July 21, 2023
The Productivity Commission has issued a timely warning on the insidious way in which the green transition can quickly morph into a new age of industry protection. It notes dryly that many of Australia’s sectorial abatement measures do not currently approximate an efficient form of carbon pricing and selectively confer significant advantages on some activities, at high cost to taxpayers. For example, the PC says the exemption of electric vehicles from fringe benefits tax equates to a carbon price of between $987 and $20,084 per tonne. In addition are other assistance measures for preferred industries. These include incentives for hydrogen fuel worth $3.6bn since 2017, $257m for large-scale energy storage, $300m for ultra-low-cost solar and more than $1.3bn for carbon capture and storage between 2003 and 2017.
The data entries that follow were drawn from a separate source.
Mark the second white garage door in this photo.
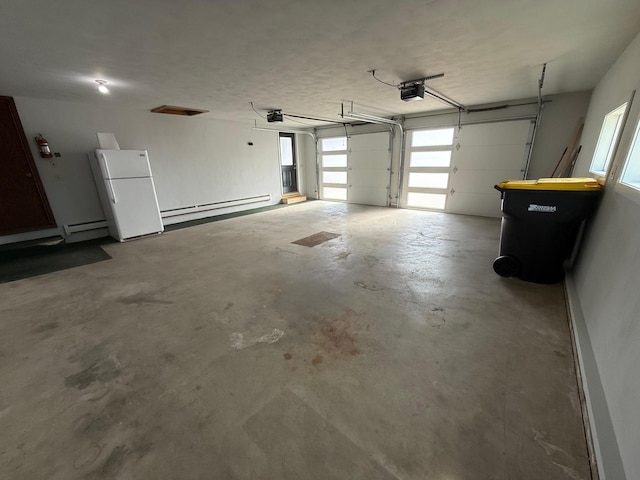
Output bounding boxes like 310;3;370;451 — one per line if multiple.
403;120;533;217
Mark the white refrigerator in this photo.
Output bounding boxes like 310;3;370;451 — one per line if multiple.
89;150;164;242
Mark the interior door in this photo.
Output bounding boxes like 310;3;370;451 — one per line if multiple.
280;133;298;193
0;97;56;235
348;132;390;207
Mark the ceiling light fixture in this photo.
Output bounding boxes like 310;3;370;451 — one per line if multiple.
96;80;109;95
Australia is not alone in what is akin to a global arms race for subsidies, led by the Biden government’s misnamed Inflation Reduction Act, which is sucking investment from other parts of the world. But the PC said Australia stood to potentially lose its comparative advantage if it sought to compete on a protectionist level with the US and Europe by going too far in the direction of self-reliance and domestic production through large-scale industry assistance programs. It said industry assistance through concessional finance, including carbon abatement policies, had become increasingly “opaque” and called for greater transparency on the use of taxpayer funds. Left unchecked, the rise of “hidden” protectionist policy risked winding back the nation’s living standards.
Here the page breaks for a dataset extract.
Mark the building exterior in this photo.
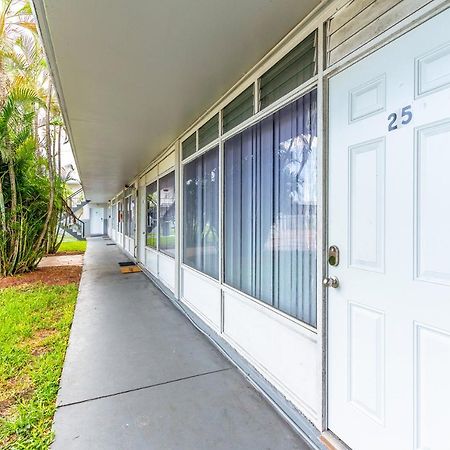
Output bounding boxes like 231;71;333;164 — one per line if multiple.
35;0;450;450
Politicians can argue we are investing in a necessary low-emissions future. But a global perspective must take in the whole picture. There are some salutary lessons from US climate tsar John Kerry’s visit this week to China to keep alive the pretence of Sino-US co-operation on climate action. Mr Kerry told Chinese officials “climate should be freestanding” as a diplomatic issue, “because it is a universal threat to everybody on the planet”. But this was not reflected in the official Chinese readout of the meeting with Chinese foreign affairs chief Wang Yi.
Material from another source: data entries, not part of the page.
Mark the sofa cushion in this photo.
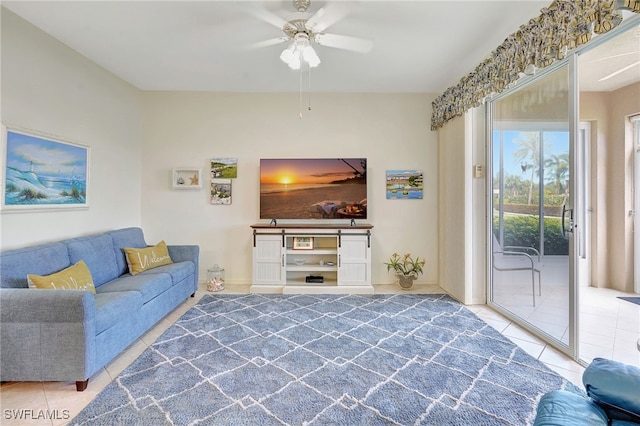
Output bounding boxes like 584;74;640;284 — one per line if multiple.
27;260;96;294
124;241;173;275
96;273;173;303
145;262;196;285
533;390;608;426
95;292;142;334
66;234;120;287
582;358;640;422
0;243;71;288
107;228;147;275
The view from China is that climate co-operation cannot be separated from “the overall environment of Sino-US relations”. Mr Wang says it is hoped the US will pursue a rational, pragmatic, positive policy toward China, continue to adhere to the one-China principle and properly handle the Taiwan issue.
Meanwhile, emissions growth in China continues unabated, as it is allowed to do under Beijing’s global undertakings. The Climate Action Tracker says that between 2015 and 2022, China’s greenhouse gas emissions increased nearly 12 per cent. Between 2020 and 2022, China added some 113 gigawatts of new coal-fired power plants, according to S&P Global Commodity Insights. For perspective, the entire world managed to retire some 187 gigawatts of coal plants between 2017 and 2022.
As we risk making our economy less efficient with misguided subsidies, we are at every step making ourselves more dependent because most of the hardware needed for the energy transition will come from China, including electric vehicles. And as Cameron Stewart reports on Friday, this also extends to the electronic devices needed to make the solar panels we import from China operate. The concern is that in times of crisis this will allow Beijing to sabotage, surveil or disrupt solar energy supplies.
Liberal senator James Paterson makes the obvious point that if companies such as Huawei are not safe to be the backbone of our telecommunications network, they can hardly be safe as the backbone of our new electricity grid. Home Affairs Minister Clare O’Neil says the government is working to expand domestic manufacturing in order to reduce the reliance on “high-risk vendors”. What would the PC have to say about that?